A September Moment

Reading time: 2 minutes

Michael Ransom

On the front deck, looking out upon our yard and neighborhood. Noon. The sun beats down from a puffy-white-cloud-against-blue-sky September day. The wind quiets, then blows ever so slightly, like it’s whispering. The silence surrounds me, blankets me. I want to put this moment in a bottle, cork it, and store it to be opened and enjoyed on any of the dark, windy, below zero days that I know will come in winter—days when it looks like we’re living on the moon. Days on which I know I’ll think: Did I pay attention to those perfect summer and fall days? I should have enjoyed them more.


The two trees shading our deck each has a patch or two of leaves that have turned bright yellow, the first sign that fall is soon to be upon us. Pay heed. The leaves change from green to browns, yellows, and reds almost before my eyes. Now they’re green, now they’re not. I should keep count as they turn. One day soon these two trees will be bare, their curled leaves lying about their trunks. They will stand naked, embarrassed.

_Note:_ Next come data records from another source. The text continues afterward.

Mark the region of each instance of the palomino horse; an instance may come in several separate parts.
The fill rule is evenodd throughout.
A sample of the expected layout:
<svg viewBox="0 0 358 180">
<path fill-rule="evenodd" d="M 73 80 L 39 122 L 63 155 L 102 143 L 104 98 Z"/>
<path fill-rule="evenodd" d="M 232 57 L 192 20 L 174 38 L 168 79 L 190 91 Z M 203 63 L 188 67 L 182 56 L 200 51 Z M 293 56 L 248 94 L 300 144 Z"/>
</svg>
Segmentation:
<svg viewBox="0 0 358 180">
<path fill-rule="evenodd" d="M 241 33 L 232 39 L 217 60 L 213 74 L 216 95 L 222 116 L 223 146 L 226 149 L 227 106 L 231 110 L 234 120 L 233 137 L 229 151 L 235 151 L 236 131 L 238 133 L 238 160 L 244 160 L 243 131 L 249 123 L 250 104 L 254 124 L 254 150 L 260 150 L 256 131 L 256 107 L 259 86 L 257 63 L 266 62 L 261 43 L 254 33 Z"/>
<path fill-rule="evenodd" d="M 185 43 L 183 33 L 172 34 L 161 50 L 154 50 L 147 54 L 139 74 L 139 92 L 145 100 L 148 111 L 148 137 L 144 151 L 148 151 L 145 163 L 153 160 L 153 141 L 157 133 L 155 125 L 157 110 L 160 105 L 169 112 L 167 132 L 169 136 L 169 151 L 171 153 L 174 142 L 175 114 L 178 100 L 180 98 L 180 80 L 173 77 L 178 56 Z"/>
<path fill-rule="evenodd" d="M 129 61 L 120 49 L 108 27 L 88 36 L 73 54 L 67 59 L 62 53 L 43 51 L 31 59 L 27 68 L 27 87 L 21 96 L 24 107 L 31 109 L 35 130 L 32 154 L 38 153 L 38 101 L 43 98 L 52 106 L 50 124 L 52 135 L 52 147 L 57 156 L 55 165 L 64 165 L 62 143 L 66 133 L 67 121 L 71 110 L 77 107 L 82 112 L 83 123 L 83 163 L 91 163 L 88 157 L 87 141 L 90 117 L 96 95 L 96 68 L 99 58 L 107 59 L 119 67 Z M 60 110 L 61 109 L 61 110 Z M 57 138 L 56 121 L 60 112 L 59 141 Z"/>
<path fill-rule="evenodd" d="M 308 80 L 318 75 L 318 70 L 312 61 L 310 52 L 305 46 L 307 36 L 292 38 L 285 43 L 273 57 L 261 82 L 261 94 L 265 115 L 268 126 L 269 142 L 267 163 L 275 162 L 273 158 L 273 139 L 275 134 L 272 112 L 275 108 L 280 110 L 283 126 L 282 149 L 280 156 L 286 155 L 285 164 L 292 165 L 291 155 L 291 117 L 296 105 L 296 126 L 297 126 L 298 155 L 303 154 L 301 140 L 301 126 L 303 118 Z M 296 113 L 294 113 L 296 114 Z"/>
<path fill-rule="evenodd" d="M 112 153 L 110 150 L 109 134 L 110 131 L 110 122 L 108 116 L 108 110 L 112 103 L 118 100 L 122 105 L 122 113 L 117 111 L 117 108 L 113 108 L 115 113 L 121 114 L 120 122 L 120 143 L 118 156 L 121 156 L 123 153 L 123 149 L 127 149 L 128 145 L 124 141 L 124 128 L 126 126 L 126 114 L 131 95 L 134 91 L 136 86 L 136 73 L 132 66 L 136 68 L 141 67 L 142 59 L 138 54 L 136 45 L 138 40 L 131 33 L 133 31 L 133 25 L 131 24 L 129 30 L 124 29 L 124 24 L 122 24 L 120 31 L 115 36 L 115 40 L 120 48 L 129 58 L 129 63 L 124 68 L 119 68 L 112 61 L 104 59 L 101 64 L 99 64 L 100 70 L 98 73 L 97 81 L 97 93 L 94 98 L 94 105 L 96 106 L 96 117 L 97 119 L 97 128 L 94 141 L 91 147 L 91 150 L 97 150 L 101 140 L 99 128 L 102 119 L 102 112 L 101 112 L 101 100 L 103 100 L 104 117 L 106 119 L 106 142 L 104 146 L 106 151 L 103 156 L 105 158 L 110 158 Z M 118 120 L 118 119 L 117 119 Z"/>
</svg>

But this moment is unbelievably perfect. Don’t ponder December. Don’t dread winter. A cricket chirps from the pine tree near the road. The cicadas raise a loud chorus every now and then. The noise grows, then hushes. A crow caws loudly and circles overhead. Then a breeze blows again, ever so gently.

The whirling of a Mayo One ambulance helicopter breaks the still of the moment, flying from the southern sky to its pad at Saint Marys Hospital. A sad reminder that someone in need of medical rescue is not enjoying this moment as I am able to do. The chop of the rotors fades as the helicopter heads north.

A woodpecker taps away on a neighbor’s house. Something peeps repeatedly at another neighbor’s. A bird? An alarm?

The sun warms me as it beams down from the sky. The yellow flowers on the potentella nearly touching my chair move ever so slightly in the breeze. I hear the leaves rustle in the willow across the street. A car drives slowly by.

As I write, my pen casts a shadow on the page. When I bring the tip of the pen to the paper, the shadow arrives at the same point, and these words flow from me to the page.

Time moves on, a second at a time, at the same rate it moves on any other day. I sit unhurried, not worrying about what’s on my to-do list. Just listening, watching, being.

The faint smell of burning leaves is in the air. The cicadas begin again. They buzz like telephone wires. How do they make that noise? The sound of dogs barking from indoors comes from down the street. Car traffic on Highway 52, a half-mile east, drones on in the background. The louder noise of a semi occasionally rises above the hum.

At a moment in which it seems like nothing happens, much is. Two leaves unhook from the tree by the deck and glide to the ground. Their summer has ended. And so will mine.